Trino s3file Plugin

A Trino connector for ad-hoc exploration, validation, or lightweight ingestion of JSON/CSV/TXT/XML S3 object files :

Schema inference on read: metadata are inferred at runtime from each object.
Parameterized table functions: pass parsing tweaks per query without redeploying.
Distributed processing: workers stream byte ranges concurrently so oversized files stay readable.
Snapshot safety: object versions or ETags are pinned to avoid mixing data when objects change mid-scan.

Load JSON files

SELECT *
FROM TABLE(
    s3file.json.load(
        path => 's3://mybucket/events.jsonl',
        encoding => 'UTF-8'      -- override when the file is not UTF-8
    )
);

path (required): location of a newline-delimited JSON (NDJSON) object stream.
encoding (optional, default 'UTF-8'): override the charset used when decoding the object.
additional_columns (optional): comma-separated list of name:type pairs for fields that might not appear in the first JSON object. Types currently supported: boolean, bigint, double, varchar. Duplicate names override the inferred type.

Fields and types are inferred from the first JSON object: booleans map to boolean, integral numbers to bigint, floating numbers to double, nested objects/arrays stay as JSON text (varchar), and other values remain varchar.

Example input (docker/examples/events.jsonl)

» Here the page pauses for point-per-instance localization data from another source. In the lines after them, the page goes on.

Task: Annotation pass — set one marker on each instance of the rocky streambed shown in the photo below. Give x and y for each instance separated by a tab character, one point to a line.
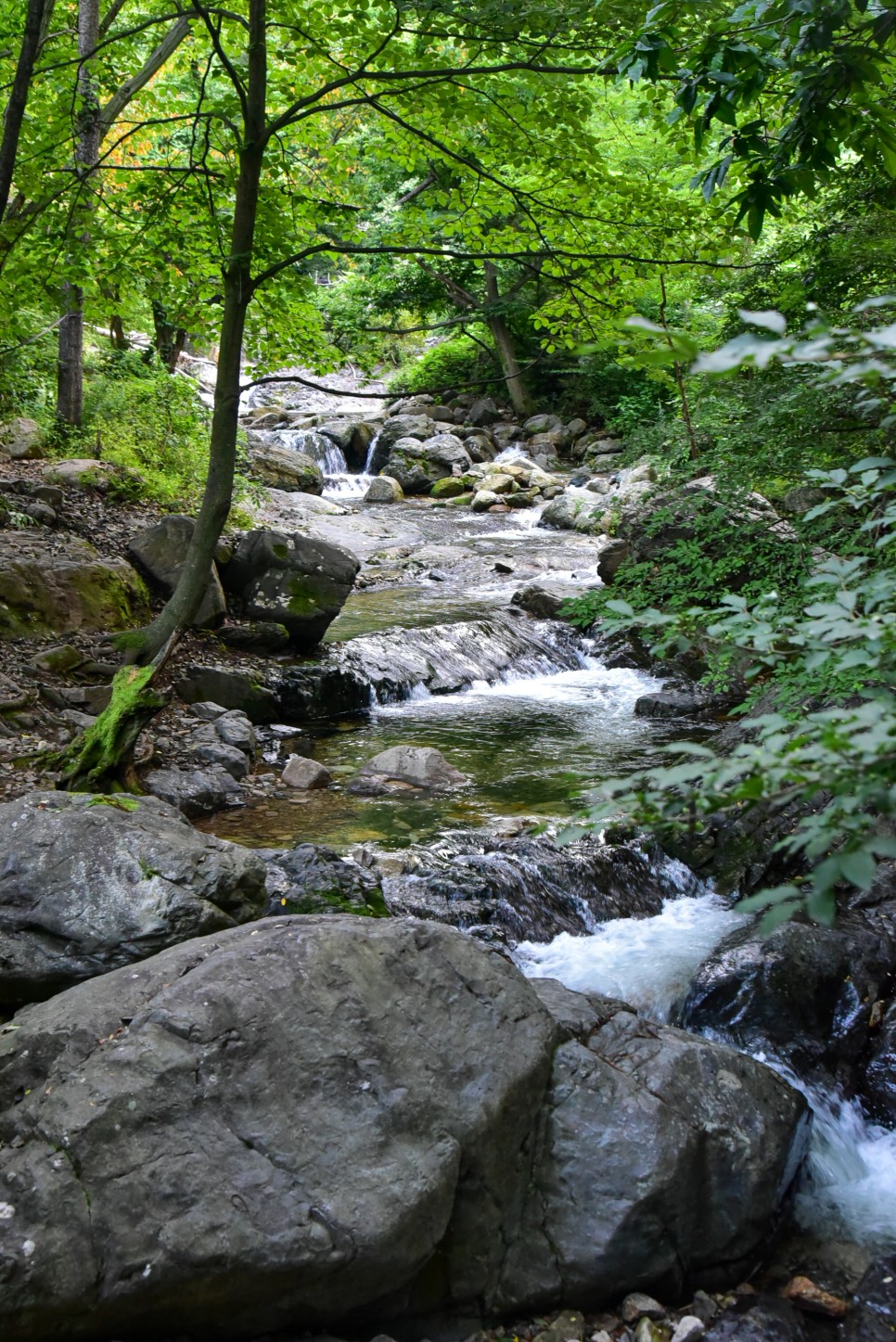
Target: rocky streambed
367	1053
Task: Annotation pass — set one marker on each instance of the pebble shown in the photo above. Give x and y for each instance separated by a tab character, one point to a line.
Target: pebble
637	1306
688	1329
806	1296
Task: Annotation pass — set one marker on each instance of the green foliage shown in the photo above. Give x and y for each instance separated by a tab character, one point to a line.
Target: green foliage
829	759
453	364
149	422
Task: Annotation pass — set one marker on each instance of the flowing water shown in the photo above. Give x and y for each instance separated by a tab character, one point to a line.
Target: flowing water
848	1185
532	732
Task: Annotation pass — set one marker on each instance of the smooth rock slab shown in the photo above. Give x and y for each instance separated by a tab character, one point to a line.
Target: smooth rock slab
315	1119
87	886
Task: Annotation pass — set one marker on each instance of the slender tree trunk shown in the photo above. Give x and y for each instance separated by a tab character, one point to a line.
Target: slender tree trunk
169	339
237	293
19	96
517	390
70	369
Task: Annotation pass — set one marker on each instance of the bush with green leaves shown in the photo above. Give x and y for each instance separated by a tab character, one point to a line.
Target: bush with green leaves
830	756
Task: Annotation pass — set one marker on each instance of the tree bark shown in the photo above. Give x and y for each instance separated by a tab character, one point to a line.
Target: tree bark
15	111
237	293
517	390
70	368
169	339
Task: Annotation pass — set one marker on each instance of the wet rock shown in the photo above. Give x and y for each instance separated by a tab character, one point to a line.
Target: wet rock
639	1093
874	1314
411	766
301	772
801	993
266	1096
813	1299
758	1320
540	600
637	1306
541	424
688	1329
310	879
568	1326
481	412
529	888
262	636
225	757
292	580
92	883
195	792
285	468
878	1072
160	552
384	489
57	587
21	439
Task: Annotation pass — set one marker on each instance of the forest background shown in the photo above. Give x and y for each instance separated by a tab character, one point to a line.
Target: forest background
562	206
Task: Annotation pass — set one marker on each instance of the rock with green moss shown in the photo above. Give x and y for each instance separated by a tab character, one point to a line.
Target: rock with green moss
92	883
50	587
292	580
313	879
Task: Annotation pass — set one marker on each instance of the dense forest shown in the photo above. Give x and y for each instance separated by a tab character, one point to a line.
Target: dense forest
516	381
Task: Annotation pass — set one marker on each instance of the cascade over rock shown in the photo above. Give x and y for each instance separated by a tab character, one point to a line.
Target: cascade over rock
90	883
329	1118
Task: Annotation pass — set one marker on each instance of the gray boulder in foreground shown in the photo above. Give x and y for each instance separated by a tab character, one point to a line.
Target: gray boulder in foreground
321	1118
87	886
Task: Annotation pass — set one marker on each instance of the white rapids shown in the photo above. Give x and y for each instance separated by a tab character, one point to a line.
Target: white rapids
850	1179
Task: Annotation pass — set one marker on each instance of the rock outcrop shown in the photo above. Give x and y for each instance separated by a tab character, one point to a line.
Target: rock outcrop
330	1118
92	883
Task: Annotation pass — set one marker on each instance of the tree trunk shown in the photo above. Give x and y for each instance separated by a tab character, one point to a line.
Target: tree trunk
70	368
169	339
19	96
517	390
237	293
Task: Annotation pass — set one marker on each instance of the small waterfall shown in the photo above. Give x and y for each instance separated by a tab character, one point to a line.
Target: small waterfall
453	657
528	888
321	449
372	454
848	1186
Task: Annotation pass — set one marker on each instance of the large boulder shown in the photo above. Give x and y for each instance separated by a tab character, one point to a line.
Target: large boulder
51	585
92	883
21	439
322	1118
160	550
291	580
802	993
283	468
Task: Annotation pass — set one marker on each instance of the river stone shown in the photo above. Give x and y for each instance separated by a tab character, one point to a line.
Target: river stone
671	1114
801	993
292	580
160	550
92	883
21	439
384	490
324	1118
268	1107
57	585
312	879
285	468
874	1314
301	772
195	792
414	766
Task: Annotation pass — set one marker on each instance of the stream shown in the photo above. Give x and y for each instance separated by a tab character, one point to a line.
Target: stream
532	740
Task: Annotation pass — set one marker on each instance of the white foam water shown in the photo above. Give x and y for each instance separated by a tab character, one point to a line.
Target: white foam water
646	963
848	1185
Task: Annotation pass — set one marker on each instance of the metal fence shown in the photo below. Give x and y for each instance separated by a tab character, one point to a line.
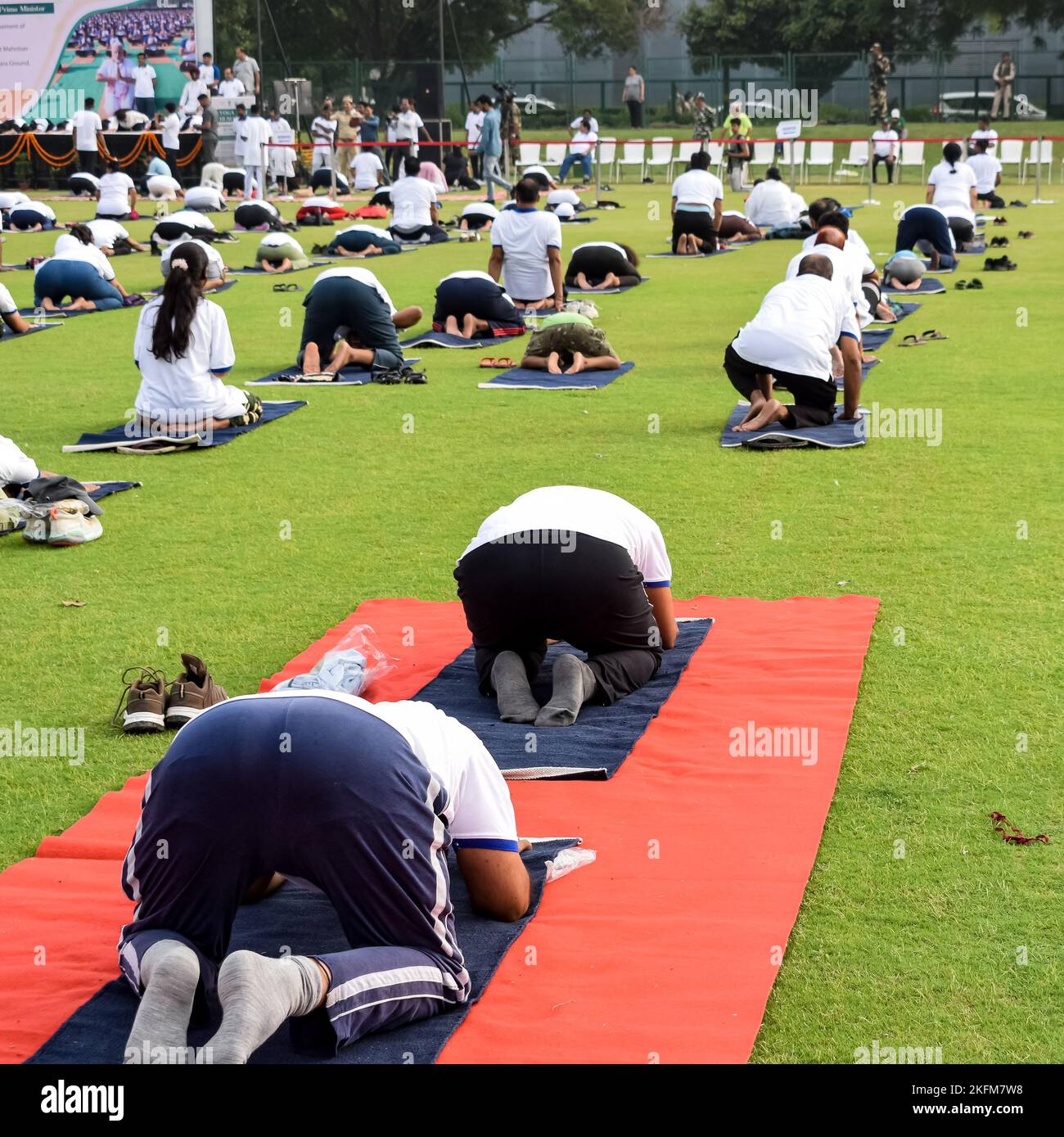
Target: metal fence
839	79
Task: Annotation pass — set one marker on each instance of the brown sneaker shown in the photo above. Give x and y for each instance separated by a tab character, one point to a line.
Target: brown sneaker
192	693
145	701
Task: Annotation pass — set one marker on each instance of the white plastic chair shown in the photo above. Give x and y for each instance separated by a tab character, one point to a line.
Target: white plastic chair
687	151
912	155
821	154
859	156
1039	157
631	155
660	155
528	155
1010	152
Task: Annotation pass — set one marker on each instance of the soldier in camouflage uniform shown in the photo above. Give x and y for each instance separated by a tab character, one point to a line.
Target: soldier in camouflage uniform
879	69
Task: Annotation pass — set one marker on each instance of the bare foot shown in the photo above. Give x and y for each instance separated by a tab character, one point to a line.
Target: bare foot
772	412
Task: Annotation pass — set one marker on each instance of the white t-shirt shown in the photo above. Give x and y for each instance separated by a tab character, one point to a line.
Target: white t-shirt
407	125
106	232
524	236
480	210
115	193
14	199
215	264
171	132
953	189
85	124
985	169
563	196
205	198
412	198
72	249
796	327
16	467
187	383
474	125
593	513
584	142
886	142
142	76
698	187
366	167
848	269
479	812
769	204
254	133
231	89
363	275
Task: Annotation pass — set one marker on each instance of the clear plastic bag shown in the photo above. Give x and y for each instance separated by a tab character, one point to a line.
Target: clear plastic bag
567	861
350	668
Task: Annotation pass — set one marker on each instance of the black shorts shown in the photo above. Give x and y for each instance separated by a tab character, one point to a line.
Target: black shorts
596	260
526	588
697	224
251	215
480	298
814	398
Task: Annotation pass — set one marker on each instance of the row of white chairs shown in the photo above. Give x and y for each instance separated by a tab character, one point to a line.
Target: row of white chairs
818	155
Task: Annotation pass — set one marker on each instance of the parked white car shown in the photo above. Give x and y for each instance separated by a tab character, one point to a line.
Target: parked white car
964	105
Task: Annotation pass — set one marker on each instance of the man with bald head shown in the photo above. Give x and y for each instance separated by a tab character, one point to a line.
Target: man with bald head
789	344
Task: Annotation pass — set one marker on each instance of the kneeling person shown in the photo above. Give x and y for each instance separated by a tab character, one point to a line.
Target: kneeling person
789	344
472	305
569	344
575	564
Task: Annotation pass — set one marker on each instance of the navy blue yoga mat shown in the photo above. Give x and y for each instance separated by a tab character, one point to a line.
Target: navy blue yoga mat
593	747
839	435
304	921
6	332
530	379
117	435
432	339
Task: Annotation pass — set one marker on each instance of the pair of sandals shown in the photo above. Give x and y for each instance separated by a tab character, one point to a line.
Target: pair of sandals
932	333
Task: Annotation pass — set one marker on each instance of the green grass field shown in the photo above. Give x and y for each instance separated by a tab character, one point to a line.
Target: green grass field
956	944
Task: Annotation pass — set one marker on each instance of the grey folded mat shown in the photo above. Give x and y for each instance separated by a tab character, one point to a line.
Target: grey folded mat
926	288
839	435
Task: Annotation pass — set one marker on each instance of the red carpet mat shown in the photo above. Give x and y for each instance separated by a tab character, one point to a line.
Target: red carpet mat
662	950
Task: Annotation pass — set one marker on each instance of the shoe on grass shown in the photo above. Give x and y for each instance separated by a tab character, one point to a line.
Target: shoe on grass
192	693
142	705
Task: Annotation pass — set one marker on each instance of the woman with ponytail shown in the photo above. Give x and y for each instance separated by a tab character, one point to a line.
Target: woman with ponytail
952	187
183	350
79	271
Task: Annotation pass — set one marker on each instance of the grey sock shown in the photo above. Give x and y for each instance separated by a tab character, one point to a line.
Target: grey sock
169	973
575	684
511	681
257	995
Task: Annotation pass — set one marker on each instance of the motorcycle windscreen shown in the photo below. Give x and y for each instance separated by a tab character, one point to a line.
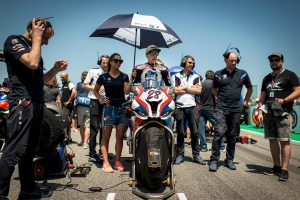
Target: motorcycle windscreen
153	158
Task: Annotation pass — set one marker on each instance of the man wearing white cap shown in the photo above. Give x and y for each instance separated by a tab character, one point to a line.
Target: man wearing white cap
151	70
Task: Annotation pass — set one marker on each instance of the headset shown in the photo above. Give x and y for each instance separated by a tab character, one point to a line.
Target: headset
99	61
234	50
183	60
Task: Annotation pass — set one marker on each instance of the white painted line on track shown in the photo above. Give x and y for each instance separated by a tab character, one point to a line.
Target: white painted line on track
111	196
181	196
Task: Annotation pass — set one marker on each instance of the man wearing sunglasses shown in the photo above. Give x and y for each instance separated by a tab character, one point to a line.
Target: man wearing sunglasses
186	85
96	108
279	90
227	86
151	68
25	70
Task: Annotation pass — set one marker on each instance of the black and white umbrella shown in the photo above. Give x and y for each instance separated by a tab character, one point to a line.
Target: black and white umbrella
137	30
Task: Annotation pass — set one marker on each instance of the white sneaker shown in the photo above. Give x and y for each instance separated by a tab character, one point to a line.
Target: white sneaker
85	146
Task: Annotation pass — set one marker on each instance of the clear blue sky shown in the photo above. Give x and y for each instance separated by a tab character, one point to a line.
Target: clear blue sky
256	27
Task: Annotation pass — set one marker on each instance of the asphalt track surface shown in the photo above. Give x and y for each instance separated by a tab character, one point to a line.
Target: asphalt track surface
193	181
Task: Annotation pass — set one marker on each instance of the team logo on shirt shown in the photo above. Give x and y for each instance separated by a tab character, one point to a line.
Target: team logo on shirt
14	41
18	47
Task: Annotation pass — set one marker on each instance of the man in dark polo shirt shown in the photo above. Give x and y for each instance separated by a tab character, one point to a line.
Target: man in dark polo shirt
25	71
227	86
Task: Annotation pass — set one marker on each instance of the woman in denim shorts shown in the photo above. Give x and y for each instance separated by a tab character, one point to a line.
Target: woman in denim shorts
116	85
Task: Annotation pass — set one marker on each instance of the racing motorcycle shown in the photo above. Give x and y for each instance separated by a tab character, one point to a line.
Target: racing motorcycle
153	142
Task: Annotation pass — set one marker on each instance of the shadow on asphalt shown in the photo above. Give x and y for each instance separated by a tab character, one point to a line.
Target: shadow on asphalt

{"event_id":1,"user":"alice","amount":19.5}
{"event_id":2,"user":"bob","amount":7.0,"metadata":{"source":"app"}}
{"event_id":3,"user":"carol"}

Query output

event_id	user	amount	metadata
1	alice	19.5	NULL
2	bob	7.0	{"source":"app"}
3	carol	NULL	NULL

Load XML files

SELECT *
FROM TABLE(
    s3file.xml.load(
        path => 's3://mybucket/books.xml',
        row_element => 'book',    -- element treated as one row
        include_text => 'false',  -- set to 'true' to expose mixed-content text
        empty_as_null => 'true',  -- convert empty strings to NULL when set to 'true'
        invalid_row_column => '_errors', -- capture unparsable rows as raw XML
        encoding => 'UTF-8'
    )
);

path (required): XML document location in S3/MinIO.
row_element (optional, default 'row'): element name that represents one logical row; only direct children of that element become columns.
include_text (optional, default 'false'): expose mixed-content text (outside child elements) as an extra column named text.
empty_as_null (optional, default 'false'): convert empty attribute/element values to NULL.
invalid_row_column (optional, default '_errors'): adds a VARCHAR column that receives the raw XML whenever a row cannot be projected (unexpected nesting, unknown fields, etc.). Use an empty string to disable it.
encoding (optional, default 'UTF-8'): character set for decoding the file.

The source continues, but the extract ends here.